Employee Issues during a Business Sale
We have all heard the saying that the most important asset of any business is its employees, and yet, when it comes to buying a business, employment issues are commonly overlooked with due diligence usually focussed on financial performance.
However, a due diligence undertaken in relation to employees will assist buyers to make an informed decision as to whether they wish to offer employment to all or some of the employees. This will also influence the terms and conditions contained in the business sale agreement and will also be of some interest to vendors given the possible redundancy implications for any employees that do not receive an offer of employment from the buyer.
Buyers should also check any existing industrial agreements, employment contracts and policies, particularly any termination or other unusual clauses, in circumstances where they will be assumed by the buyer through the business sale process.
If there is a transfer of employees, then the Fair Work Act 2009 (Cth) (Act) generally imposes an obligation on the buyer to recognise the transferring employees’ period of service with the vendor for the purpose of such entitlements including annual leave, personal/carer’s leave, long service leave, notice, redundancy payments and unfair dismissal.
However, a combination of provisions in the Act means it may be possible for the buyer not to recognise an employee’s service with the vendor, and therefore, there is no continuity of service with respect to annual leave, notice and redundancy pay. Additionally, the buyer may, by notice, require the employee’s period of service to start again for the purposes of the unfair dismissal provisions of the Act.
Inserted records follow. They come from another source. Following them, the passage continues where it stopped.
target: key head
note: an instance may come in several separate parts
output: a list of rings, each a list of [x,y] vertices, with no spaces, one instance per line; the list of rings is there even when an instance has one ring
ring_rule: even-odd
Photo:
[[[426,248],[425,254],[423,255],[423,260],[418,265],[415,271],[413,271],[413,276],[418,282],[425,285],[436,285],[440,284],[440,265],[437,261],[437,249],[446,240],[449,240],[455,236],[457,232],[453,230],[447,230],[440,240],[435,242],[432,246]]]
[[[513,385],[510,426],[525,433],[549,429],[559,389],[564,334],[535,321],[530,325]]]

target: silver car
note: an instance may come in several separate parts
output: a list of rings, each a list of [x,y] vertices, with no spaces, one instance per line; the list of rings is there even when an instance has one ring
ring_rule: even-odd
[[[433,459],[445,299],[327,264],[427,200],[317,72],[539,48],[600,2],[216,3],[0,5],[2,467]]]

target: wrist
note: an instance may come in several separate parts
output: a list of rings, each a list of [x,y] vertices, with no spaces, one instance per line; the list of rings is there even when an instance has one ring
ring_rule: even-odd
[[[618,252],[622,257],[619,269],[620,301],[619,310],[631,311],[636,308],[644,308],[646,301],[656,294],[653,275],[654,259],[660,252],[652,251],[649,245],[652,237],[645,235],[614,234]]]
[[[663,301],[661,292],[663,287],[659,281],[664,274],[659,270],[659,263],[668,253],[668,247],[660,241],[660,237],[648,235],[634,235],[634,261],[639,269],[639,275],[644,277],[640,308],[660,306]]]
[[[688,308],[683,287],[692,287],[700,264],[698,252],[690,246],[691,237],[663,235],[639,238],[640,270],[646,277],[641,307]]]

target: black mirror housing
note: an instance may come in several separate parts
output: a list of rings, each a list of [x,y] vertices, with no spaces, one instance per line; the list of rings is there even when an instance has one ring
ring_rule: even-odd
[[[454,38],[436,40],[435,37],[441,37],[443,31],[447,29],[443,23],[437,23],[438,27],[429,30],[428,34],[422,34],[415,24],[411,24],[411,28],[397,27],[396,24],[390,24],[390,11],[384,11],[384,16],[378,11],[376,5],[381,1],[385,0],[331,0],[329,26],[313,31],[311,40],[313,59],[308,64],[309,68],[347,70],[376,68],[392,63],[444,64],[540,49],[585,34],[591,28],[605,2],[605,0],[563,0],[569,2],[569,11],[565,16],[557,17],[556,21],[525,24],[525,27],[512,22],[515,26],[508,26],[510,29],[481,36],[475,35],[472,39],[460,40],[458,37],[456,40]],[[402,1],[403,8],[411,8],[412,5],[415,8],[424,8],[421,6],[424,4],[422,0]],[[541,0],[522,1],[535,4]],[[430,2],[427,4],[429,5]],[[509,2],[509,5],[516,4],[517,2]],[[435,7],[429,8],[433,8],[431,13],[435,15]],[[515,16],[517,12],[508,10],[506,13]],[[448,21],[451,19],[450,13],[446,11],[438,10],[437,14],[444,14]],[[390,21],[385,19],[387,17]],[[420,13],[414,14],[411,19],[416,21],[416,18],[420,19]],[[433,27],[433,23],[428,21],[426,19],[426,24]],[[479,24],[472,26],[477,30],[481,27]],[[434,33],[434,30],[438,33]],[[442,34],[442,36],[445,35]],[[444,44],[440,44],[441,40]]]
This, in effect, means the transferring employees would need to serve another minimum period of employment (probation) – a handy option to allow buyers an opportunity to evaluate the employees of the business after settlement.
KEY POINT: When considering a business sale, decisions taken with respect to employees can have repercussions on the business after settlement. The parties should consider and treat employees just like any other asset of the business and ensure that the due diligence process does not overlook or underestimate their impact on the business.